The Corps is calling it quits on its year-round presence in Norway, opting for more spread out and potentially larger deployments instead.
The new deployment cycle will be shorter and spaced out, attempting to line up deployments with Norwegian exercises and provide more flexibility within the Corps, Maj. Adrian Rankine-Galloway, a spokesman for U.S. Marine Corps Forces Europe and Africa, told Marine Corps Times in an emailed statement.
“Marines will deploy from the United States to Norway for shorter deployments in order to better synchronize their training with Norwegian forces and to allow for increased opportunities for large-scale exercises of Marine Corps tactical units,” Rankine-Galloway said in the statement. “We are not drawing down and, at times, will have a greater number of Marines here than before, within the terms of the agreement between the United States and Norway.”

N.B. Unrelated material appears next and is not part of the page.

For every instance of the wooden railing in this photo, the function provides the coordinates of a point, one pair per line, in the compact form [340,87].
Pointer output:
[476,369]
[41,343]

Norway as a NATO ally plays a key role in the U.S. current defense posture that focuses on the “near peer” competitors like Russia and China.

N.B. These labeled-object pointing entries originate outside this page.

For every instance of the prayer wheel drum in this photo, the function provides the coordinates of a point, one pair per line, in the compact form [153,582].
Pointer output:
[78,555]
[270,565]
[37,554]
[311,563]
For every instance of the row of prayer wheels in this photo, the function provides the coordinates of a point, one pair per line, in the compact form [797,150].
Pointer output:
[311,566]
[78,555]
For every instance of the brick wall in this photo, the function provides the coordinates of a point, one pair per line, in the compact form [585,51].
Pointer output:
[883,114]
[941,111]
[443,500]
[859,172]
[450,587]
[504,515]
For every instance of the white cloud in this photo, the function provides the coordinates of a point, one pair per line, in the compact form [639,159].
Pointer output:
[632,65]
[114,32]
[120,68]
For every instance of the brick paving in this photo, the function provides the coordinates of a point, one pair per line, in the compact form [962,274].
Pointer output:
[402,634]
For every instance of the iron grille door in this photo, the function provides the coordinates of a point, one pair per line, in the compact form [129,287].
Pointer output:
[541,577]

In 2018, when Norway invited more Marines to the Arctic country for training, Russia issued threats.
Russia warned that the increased number of Marines in the nation could “increase tension, and cause an arm’s race destabilizing the situation in northern Europe,” Marine Corps Times previously reported.
Later in 2018 700 Marines from Camp Lejeune, North Carolina, deployed to Norway.

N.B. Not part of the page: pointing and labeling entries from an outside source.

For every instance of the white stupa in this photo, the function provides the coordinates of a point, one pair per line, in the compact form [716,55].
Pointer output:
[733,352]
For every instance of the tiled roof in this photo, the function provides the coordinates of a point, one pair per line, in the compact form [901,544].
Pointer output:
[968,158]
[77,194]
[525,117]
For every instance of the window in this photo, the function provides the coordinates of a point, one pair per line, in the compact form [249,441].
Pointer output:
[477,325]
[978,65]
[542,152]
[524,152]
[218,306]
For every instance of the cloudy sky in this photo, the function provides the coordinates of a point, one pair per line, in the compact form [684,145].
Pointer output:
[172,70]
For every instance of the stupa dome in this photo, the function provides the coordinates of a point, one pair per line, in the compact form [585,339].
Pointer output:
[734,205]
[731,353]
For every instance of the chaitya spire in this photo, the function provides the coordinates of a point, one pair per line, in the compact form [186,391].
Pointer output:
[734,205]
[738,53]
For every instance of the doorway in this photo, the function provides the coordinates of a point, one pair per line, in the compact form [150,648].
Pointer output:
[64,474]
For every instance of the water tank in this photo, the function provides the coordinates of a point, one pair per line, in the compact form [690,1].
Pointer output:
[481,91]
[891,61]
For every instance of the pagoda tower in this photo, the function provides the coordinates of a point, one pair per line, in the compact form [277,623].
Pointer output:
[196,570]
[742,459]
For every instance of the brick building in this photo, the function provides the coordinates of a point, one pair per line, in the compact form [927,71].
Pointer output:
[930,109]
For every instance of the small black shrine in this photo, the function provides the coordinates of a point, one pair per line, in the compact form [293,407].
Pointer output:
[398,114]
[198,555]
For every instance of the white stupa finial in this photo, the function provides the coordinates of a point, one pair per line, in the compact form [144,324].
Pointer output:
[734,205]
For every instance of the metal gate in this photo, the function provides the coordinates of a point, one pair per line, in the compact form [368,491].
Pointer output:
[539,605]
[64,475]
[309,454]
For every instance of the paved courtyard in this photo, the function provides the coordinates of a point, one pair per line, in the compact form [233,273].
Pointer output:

The new deployments will have a less consistent size than those currently in the country.
The first, scheduled for mid-October, will only have roughly 400 Marines, Rankine-Galloway said.
But a second deployment scheduled January 2021 to March 2021 will see roughly 1,000 Marines sent to the country, Rankine-Galloway said.
Though the timing of the announcement comes as the U.S. is removing nearly 12,000 U.S. service members from Germany, Rankine-Galloway said the Norway changes are completely unrelated.
Instead, the move is meant to align with Marine Corps Commandant Gen. David Berger’s plan to increase the Corps’ integration with the Navy.
“This change in deployment models will enable U.S. Marine Corps forces to achieve the appropriate balance between arctic warfare training in Norway and large-scale unit training as a naval expeditionary force,” Rankine-Galloway said.
“Central to the Commandant’s Planning Guidance is an increased emphasis on integration with the U.S. Navy, with Marine Corps operations firmly in support of naval campaigns,” he added.